"We're divided. We're completely separate, and you have to make a concerted effort to get to one side or the other."
Jack-Daniyel Strong's experience with the East Central community began in 1995, long after the completion of the I-90 freeway, but his comments provide important historical perspective on Spokane residents' negative perceptions of the neighborhood. From its inception, East Central was populated by wage earners, which set it apart from nearby middle and upper-middle class neighborhoods located in Marycliff Park, Rockwood, and Cannon Addition, and on the South Hill. While somewhat more tame than the Hillyard neighborhood north of the Spokane River, East Central was far more racially diverse, which made it a less popular place to live in some ways during the racially charged decades between WWI and WWII. Consequently, property values remained more depressed than those in other parts of the city. Occasional police sweeps into East Central added to the stigma.
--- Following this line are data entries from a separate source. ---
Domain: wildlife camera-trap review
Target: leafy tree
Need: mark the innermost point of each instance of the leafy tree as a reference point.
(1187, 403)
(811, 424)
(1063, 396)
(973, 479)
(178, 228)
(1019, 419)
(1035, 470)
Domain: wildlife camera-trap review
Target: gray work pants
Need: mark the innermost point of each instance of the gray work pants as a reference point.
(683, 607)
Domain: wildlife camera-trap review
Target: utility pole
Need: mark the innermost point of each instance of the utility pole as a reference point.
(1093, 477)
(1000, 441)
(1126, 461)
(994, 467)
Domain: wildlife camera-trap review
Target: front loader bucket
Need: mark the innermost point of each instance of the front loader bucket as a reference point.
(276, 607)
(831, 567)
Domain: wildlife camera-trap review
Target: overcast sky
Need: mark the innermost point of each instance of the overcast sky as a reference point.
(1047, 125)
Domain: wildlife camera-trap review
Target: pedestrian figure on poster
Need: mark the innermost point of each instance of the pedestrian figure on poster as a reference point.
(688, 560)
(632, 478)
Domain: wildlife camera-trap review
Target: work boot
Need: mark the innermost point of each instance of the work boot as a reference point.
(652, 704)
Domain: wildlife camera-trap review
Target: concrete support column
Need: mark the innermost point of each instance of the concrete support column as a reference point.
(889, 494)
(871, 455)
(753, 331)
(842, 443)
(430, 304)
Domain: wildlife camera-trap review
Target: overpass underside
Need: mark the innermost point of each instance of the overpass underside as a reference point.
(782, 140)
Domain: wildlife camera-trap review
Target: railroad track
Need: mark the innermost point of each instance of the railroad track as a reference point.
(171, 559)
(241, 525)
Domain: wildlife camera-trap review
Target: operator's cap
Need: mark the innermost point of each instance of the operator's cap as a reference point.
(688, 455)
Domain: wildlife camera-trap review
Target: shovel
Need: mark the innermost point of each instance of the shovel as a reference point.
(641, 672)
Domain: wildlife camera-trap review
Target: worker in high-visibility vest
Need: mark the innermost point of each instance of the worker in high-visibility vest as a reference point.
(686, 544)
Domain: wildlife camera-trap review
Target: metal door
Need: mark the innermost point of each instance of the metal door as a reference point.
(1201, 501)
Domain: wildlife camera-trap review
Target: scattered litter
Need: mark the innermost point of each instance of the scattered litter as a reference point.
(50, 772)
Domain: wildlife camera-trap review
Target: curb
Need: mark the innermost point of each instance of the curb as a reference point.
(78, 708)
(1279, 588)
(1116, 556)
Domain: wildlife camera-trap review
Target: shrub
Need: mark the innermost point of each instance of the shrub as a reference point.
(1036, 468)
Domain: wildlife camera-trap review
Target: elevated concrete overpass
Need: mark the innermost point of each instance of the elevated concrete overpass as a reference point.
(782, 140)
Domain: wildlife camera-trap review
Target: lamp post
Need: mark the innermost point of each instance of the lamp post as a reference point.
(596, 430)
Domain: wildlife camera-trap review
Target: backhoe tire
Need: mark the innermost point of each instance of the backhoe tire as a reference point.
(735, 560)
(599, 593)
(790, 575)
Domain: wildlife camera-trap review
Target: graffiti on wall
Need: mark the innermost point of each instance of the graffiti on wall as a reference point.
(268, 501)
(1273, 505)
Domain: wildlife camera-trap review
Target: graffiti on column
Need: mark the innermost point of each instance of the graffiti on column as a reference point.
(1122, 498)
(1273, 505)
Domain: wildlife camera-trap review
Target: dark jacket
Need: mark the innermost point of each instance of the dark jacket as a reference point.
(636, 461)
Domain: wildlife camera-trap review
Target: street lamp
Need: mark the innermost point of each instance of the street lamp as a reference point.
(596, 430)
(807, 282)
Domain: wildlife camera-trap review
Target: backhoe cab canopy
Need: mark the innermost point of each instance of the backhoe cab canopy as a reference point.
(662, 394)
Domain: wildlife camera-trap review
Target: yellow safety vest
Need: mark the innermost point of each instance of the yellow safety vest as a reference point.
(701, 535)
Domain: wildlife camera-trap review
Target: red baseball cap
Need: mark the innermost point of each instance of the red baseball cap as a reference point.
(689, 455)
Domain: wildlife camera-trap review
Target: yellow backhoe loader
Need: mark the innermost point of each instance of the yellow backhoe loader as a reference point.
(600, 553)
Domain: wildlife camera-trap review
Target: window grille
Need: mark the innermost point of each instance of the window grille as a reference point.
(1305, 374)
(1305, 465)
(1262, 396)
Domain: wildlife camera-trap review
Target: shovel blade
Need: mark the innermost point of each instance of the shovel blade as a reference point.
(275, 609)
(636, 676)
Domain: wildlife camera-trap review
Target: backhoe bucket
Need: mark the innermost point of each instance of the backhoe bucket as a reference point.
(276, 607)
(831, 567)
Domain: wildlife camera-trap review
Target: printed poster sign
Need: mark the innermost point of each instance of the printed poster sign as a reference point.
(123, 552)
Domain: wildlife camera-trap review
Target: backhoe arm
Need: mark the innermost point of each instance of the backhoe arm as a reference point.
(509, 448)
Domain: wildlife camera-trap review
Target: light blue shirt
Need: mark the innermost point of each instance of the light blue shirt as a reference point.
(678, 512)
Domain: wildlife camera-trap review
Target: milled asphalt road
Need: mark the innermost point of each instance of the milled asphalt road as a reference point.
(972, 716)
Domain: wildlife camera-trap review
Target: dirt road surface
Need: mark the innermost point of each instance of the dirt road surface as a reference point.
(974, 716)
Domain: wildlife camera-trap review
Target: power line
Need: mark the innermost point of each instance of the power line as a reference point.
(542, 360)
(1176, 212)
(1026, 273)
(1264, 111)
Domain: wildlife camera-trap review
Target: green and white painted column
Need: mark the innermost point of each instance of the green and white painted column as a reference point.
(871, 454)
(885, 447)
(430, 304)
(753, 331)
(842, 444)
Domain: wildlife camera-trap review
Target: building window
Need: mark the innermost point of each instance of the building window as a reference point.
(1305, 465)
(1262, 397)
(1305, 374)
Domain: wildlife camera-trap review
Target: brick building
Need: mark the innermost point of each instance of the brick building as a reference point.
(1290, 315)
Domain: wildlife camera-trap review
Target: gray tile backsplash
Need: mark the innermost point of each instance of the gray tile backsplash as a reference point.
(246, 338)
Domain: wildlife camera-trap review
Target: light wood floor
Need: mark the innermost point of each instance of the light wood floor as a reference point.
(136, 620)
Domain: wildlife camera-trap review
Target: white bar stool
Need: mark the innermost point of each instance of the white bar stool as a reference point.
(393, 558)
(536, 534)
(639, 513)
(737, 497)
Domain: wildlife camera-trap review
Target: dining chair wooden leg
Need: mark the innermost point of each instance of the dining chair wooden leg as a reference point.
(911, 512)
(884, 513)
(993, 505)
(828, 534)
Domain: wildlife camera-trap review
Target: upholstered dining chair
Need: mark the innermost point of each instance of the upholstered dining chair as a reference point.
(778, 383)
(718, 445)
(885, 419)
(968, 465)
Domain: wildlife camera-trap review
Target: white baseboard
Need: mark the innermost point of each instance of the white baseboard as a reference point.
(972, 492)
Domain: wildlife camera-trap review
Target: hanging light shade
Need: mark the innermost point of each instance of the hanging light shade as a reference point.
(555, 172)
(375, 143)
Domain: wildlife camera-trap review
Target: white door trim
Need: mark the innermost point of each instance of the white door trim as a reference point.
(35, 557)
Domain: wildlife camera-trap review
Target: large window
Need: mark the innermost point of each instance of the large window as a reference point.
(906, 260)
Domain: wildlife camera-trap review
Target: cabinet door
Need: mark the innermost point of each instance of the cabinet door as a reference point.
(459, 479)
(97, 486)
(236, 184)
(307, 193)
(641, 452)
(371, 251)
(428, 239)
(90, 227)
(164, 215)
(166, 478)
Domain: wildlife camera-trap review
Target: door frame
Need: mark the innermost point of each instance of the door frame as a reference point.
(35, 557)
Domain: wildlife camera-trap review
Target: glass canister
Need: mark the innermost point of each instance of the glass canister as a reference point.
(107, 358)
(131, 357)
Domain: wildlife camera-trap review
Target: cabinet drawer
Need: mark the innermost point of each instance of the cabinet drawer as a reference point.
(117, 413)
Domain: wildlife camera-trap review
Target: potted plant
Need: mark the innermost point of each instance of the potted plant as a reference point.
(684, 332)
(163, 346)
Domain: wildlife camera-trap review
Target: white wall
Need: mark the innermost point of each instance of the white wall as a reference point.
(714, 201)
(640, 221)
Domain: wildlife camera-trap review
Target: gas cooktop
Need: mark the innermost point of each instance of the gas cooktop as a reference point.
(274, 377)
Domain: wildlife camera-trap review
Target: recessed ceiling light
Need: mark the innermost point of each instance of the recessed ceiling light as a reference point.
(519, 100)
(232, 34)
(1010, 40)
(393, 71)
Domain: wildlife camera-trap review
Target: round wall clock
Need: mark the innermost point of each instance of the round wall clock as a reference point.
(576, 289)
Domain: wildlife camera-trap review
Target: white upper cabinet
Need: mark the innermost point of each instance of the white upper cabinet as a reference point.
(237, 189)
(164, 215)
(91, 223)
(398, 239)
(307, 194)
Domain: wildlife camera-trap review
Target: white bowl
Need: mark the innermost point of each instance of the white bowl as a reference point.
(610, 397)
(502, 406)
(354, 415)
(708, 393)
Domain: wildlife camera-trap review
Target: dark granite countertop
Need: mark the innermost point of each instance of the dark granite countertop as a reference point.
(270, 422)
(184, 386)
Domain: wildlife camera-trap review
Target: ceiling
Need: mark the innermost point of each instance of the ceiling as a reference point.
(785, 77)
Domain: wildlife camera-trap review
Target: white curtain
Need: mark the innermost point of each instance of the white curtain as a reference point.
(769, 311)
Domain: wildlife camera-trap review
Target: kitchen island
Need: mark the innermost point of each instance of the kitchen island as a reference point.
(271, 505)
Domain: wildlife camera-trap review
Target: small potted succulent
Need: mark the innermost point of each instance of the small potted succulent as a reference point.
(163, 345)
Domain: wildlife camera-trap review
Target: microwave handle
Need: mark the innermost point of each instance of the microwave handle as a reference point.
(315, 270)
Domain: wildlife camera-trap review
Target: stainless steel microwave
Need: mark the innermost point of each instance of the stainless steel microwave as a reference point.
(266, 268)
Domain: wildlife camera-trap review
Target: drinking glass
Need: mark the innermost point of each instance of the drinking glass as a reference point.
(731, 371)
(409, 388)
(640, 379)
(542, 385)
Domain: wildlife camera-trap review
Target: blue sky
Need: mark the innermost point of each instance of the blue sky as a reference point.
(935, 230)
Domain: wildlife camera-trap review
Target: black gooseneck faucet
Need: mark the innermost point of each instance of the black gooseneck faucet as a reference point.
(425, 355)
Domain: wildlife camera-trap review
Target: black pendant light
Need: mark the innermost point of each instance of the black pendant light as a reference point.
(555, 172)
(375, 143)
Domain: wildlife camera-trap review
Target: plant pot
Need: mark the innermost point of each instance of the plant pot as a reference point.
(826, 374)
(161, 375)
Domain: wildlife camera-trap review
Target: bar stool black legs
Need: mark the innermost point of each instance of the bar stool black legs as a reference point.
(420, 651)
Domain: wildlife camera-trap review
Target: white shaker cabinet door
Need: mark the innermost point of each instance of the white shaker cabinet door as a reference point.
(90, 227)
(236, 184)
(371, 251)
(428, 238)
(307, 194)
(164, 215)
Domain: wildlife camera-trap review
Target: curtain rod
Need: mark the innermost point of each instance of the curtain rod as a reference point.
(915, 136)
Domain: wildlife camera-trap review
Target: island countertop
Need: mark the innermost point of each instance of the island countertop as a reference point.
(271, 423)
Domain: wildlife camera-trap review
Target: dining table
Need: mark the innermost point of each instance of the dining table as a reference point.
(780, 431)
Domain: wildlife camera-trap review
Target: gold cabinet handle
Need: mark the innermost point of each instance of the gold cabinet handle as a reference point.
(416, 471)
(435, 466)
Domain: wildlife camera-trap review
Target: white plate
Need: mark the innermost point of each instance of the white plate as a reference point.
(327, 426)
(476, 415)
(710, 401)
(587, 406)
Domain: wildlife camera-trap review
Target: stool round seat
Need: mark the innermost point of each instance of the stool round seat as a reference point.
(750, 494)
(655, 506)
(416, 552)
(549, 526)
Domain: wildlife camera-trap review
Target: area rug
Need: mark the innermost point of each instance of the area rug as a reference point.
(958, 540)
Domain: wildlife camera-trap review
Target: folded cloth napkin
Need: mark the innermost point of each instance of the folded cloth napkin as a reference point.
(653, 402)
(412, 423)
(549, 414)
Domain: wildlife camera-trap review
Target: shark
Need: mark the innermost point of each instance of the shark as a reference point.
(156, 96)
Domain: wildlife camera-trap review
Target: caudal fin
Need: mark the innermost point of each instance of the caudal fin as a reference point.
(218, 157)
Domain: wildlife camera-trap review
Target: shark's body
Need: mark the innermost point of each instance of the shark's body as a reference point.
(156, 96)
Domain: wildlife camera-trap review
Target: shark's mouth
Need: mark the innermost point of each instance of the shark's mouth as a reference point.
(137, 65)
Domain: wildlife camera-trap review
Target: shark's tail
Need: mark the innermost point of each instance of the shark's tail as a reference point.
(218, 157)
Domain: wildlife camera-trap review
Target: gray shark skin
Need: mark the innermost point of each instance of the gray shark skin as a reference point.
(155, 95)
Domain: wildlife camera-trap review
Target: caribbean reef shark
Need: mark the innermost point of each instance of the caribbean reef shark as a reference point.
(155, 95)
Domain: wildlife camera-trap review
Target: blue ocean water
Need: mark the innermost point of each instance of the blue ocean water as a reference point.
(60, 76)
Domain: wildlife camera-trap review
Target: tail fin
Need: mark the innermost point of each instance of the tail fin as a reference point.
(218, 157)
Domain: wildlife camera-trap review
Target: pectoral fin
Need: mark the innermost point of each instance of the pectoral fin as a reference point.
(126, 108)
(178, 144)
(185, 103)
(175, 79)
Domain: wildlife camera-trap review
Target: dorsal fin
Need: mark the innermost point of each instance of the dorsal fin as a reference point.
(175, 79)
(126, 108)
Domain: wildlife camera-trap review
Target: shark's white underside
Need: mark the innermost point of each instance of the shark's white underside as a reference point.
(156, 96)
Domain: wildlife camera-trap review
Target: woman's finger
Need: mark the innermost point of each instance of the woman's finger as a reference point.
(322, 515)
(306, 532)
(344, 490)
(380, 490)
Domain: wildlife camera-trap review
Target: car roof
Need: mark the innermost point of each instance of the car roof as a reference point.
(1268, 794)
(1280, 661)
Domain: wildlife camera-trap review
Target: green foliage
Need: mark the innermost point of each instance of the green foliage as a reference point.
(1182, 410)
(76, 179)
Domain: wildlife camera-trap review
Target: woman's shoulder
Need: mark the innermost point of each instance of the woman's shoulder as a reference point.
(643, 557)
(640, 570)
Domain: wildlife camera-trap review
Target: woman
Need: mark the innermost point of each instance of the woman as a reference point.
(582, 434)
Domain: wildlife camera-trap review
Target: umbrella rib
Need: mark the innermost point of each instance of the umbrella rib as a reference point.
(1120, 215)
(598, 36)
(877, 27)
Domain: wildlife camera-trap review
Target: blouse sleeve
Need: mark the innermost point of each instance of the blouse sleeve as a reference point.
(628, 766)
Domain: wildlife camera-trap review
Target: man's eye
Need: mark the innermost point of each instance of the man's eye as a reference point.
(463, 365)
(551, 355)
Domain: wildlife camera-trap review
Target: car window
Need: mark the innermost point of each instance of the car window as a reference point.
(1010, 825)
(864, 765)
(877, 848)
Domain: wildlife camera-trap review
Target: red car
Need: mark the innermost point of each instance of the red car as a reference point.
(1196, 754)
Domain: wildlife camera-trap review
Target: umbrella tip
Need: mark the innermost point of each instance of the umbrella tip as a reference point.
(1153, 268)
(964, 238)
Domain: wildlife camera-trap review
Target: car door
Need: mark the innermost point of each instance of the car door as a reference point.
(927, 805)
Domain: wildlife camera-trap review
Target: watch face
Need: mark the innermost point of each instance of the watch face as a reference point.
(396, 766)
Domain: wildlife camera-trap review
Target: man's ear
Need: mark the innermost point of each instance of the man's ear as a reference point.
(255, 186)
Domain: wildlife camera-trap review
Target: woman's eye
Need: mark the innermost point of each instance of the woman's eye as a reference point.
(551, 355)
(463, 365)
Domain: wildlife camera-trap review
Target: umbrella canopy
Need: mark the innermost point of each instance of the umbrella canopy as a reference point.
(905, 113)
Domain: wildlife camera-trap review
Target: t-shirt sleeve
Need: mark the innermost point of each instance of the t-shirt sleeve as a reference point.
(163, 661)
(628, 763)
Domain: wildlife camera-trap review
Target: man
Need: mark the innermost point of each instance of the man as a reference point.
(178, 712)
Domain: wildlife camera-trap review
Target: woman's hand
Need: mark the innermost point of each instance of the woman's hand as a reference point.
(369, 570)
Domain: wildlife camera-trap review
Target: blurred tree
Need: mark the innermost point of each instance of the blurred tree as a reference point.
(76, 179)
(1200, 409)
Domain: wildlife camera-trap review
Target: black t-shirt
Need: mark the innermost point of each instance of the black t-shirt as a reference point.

By the 1960s, East Central was already known as the poorest residential area in Spokane. The complex disruptions caused by I-90 construction exacerbated existing problems and created new ones. Crime increased as the homeless found shelter under the elevated highway, and a quarter mile-wide blighted strip on either side attracted the unwelcome attentions of those lurking around the socio-economic margins. To make matters worse, points out Jack-Daniyel, city planners made a concerted effort to clean up the downtown area in advance of EXPO '74, driving the unwanted and unsightly to its the West Central, East Central, and Hillyard communities.
Like other businessmen, Jack-Daniyel insists that East Central is finally recovering. New businesses are moving in and more upscale shopping areas, like the South Perry District, are springing up. Instead of downplaying its past, residents and business people are also emphasizing East Central's rich history and making concerted efforts to restore and retain its historic buildings and structures rather than replacing them with new ones. While the neighborhood continues to work to improve its image, it is also finding its place in the larger Spokane community.